Zimą gdy za oknem królowała plucha, chłód i generalnie beznadziejna Polska zimowa aura do głowy wpadł mi pomysł na wyprawę. Wymyśliłem sobie że fajnie byłoby przejść nieużywaną już trasą kolejową z Szamotuł do Sierakowa, z jakimś noclegiem po drodze. Od razu też zapytałem mojego ulubionego Szwagra ( jedynego jakiego mam 🙂 ) Gabora, czy się pisze na taką przygodę. 
Linia kolejowa, o której mowa biegła z Szamotuł do Międzychodu, wiodła przez malownicze rejony pojezierza sierakowskiego a skład który po niej jeździł przez mieszkańców Szamotuł nazywany był „Jasiem Bandytą”! Wychowywałem się w Szamotułach ale za cholerę nie wiem dlaczego tak ten pociąg był potocznie nazwany. Jeśli ktoś z Was wie, proszę o informacje w komentarzu 🙂

Standardowo na dzisiejsze zabiegane czasy najwięcej czasu zajęło nam zgranie terminu… no ale się w końcu udało i w czerwcową sobotę ruszyliśmy na szlak.

Cały ekwipunek miał być dźwigany na plecach, mimo to nie pakowałem się na „lekko”, wyszło na to że Gabor też nie 🙂 Miał to być nasz „męski” wypad, a kiedy taka okazja się powtórzy, nie wiadomo, więc tą wyprawę potraktowałem jak Święta. I zabrałem tonę wypasionego jedzonka, miało być gorąco więc i tonę wody do tego sprzęt ( tarp, śpiwór, karimata, bielizna na zmianę, siekierka, piła i nóż, menaszka, kratka grilowa, apteczka i przybory higieniczne ), do tego jeszcze Go Pro i statyw. Sporo tego, i sporo nawet bardzo sporo jak się miało okazać, to ważyło, wyszedłem jednak z założenia że jestem grubas i trochę ekstra wagi jedynie mi na zdrowie wyjdzie 🙂

Ruszyliśmy w sobotę o 8:00 z Szamotuł. Od razu przyszło nam przedzierać się przez gęste zarośla, które zakryły już nie używaną od kilkunastu lat trasę. Po opuszczeniu Szamotuł zarośla ustąpiły wysokiej trawie i pokrzywom, przez które szło się nieco łatwiej ale i tak należało zachować koncentracje i uważnie stawiać kroki by sobie kostki nie skręcić. Tempo, więc nie było rewelacyjne ale przecież nie o to nam chodziło, chodziło o to by się właśnie nie spieszyć. Na pierwszych 8km spotkaliśmy sporo zwierzaków, koźlaka, 2 sarny, bażanta, zająca i kuropatwę no i mnóstwo wkurzających owadów 🙂

Po dojściu do Ostroroga zrobiliśmy sobie pierwszą przerwę by coś przekąsić i skorzystać z toalety. Kolejne przerwy następowały coraz częściej i coraz szybciej :). Stek na wieczorną ucztę jednak swoje ważył a i upał nie pomagał.

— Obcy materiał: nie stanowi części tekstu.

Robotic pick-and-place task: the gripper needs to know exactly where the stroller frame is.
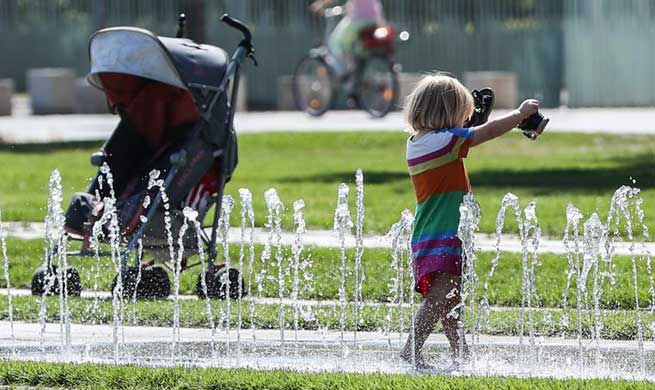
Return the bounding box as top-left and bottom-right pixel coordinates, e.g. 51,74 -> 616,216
32,14 -> 257,297
120,14 -> 256,274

Po paru godzinach męczącego marszu dotarliśmy do wsi Nojewo, która była naszym celem na ten dzień, bo w tej okolicy planowaliśmy nocleg. W sklepie spożywczym napiliśmy się coli, która dawno tak mi nie smakowała! Uzupełniliśmy zapas wody i wyruszyliśmy w poszukiwaniu miejsca na nocleg.

Wstępnie pomysł był taki by się zatrzymać gdzieś nad jeziorem, można by się wtedy ochłodzić w jego wodach i bezpiecznie ognisko palić. Niestety teren zweryfikował ten plan i obozowanie nad brzegiem z powodów gęstej roślinności, podmokłego terenu i milionów owadów, nie wchodziło w grę. Szukaliśmy więc dalej, przy dźwiękach nadchodzącej burzy… Po około 45 minutach rozpoczęliśmy rozkładanie obozu. Jedyne co nas niepokoiło było martwe drzewo stojące nieopodal, w trakcie silnego wiatru lub burzy istniała spora szansa na dekapitacje przez to drzewo. Rozwiązaliśmy więc ten problem….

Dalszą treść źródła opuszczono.